I definitely think it’s weird, you’re only 2 years into the relationship and don’t have kids or plans to marry so not only has your DM never met your DP’s parents but it’s also unlikely she’s going to meet them in the near future.

I would have stood my ground and refused to give the address.

grafittiartist · 11/12/2021 20:50

I would do this. It would seem wrong not to acknowledge them I think.

Babdoc · 11/12/2021 21:50

This made me laugh, OP, and you must think I am v odd, but I actually still exchange an annual Christmas card with the mother of my DD's ex boyfriend from university ten years ago! I've only met her once, and her son is long married to someone else. But she's a nice soul and we chat on Facebook occasionally.
I exchange cards and presents with the parents of my DD's current long term partner, even though they live 500 miles away and I don't see them. There's no harm in making friendly gestures, surely?

TheCreamCaker · 11/12/2021 22:04

You've been living together for 2 years but the two sets of parents haven't met - weird. Why not?

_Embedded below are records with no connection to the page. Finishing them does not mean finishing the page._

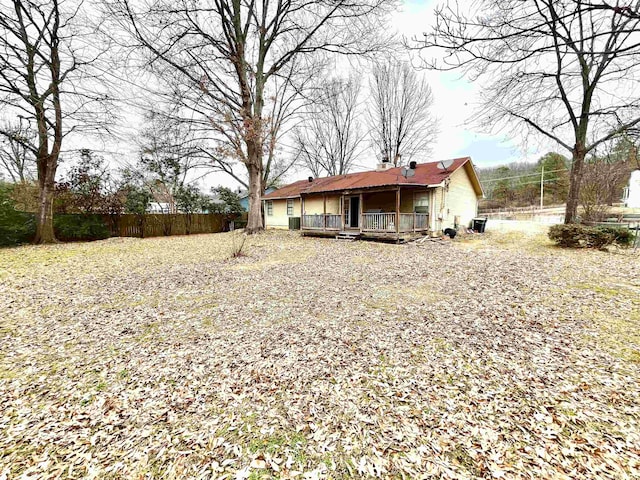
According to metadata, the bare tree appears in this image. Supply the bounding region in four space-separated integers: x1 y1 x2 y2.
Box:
294 78 364 177
108 0 394 233
0 0 110 243
419 0 640 223
0 119 38 183
368 62 438 166
132 111 208 213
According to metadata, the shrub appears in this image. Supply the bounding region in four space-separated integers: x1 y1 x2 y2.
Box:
53 215 109 242
549 223 634 248
0 182 36 247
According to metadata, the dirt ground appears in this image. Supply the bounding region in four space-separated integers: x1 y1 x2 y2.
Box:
0 231 640 479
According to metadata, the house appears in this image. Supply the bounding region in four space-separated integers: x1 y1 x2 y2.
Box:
263 157 483 240
238 187 275 212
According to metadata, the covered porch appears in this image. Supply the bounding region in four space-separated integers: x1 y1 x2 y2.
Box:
300 187 432 239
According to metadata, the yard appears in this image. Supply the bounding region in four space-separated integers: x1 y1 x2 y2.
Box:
0 232 640 479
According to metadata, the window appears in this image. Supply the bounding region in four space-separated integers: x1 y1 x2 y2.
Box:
413 192 429 213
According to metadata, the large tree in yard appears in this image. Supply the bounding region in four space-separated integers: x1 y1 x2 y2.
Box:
0 0 105 243
417 0 640 223
294 78 364 177
107 0 395 233
369 61 438 167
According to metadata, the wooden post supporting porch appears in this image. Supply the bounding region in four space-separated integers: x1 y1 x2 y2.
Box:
358 192 364 233
322 194 327 230
396 187 400 235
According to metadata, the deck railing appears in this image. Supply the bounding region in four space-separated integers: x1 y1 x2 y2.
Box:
302 213 429 233
302 213 342 230
400 213 429 232
362 213 396 232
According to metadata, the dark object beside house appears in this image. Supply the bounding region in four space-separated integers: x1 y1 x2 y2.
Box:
471 218 487 233
289 217 300 230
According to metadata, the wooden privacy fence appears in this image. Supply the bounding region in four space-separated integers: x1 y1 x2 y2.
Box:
103 213 229 237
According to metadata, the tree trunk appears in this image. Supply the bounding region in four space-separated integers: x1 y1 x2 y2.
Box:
33 168 58 244
246 163 264 234
564 144 586 223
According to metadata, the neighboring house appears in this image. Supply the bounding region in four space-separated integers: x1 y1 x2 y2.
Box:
622 170 640 208
147 200 175 213
263 157 483 239
238 187 275 212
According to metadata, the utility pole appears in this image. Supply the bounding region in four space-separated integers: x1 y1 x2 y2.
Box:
540 165 544 210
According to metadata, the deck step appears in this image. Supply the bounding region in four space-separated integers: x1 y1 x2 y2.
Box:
336 231 360 242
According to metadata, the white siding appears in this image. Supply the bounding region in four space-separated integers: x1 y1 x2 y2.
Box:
432 167 478 234
264 198 300 229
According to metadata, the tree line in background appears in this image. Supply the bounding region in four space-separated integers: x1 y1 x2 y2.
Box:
0 0 435 243
422 0 640 223
478 136 640 221
0 0 640 243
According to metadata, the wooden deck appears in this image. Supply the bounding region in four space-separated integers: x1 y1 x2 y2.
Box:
300 213 429 240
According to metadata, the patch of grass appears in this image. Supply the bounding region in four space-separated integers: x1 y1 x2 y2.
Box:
573 279 640 363
447 445 482 477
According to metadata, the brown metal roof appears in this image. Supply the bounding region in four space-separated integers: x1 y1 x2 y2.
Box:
263 157 482 200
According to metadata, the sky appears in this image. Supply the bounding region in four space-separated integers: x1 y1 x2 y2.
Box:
0 0 557 190
392 0 546 171
114 0 546 190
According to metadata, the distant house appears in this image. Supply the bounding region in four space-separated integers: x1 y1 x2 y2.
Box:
238 187 275 212
263 157 483 239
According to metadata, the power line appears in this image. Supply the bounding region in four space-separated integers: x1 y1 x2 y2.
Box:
480 168 569 183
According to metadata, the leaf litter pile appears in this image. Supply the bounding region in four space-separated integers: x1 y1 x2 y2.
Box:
0 232 640 479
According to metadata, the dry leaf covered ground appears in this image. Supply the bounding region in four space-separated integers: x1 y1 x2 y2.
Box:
0 232 640 479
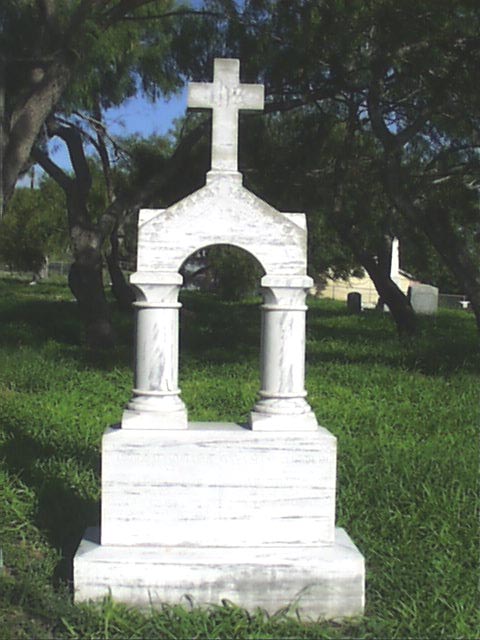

Lillyhatesjaz · 11/12/2021 22:11

My parents sent cards to my in laws and visa versa but they had met at our house for coffee a few times so that seemed normal I think it would be a bit odd if they hadn't met

SDTGisAnEvilWolefGenius · 11/12/2021 22:47

@TheCreamCaker

You've been living together for 2 years but the two sets of parents haven't met - weird. Why not?
Ds1 and his fiancée have been together for at least 2 years, and we haven’t met her parents - mainly because we live in Scotland and they live in Essex, and they and dh are all very busy, and then covid - three factors that have all conspired to prevent us meeting. We will meet a couple of days before the wedding in February, but we’ve talked on the phone in the meantime.
LoveGrooveDanceParty · 12/12/2021 01:11

@TheCreamCaker

You've been living together for 2 years but the two sets of parents haven't met - weird. Why not?
Maybe something to do with the worldwide pandemic that’s taken up the best part of the last two years….
Willyoujustbequiet · 12/12/2021 08:00

Your reaction is the weird one not hers.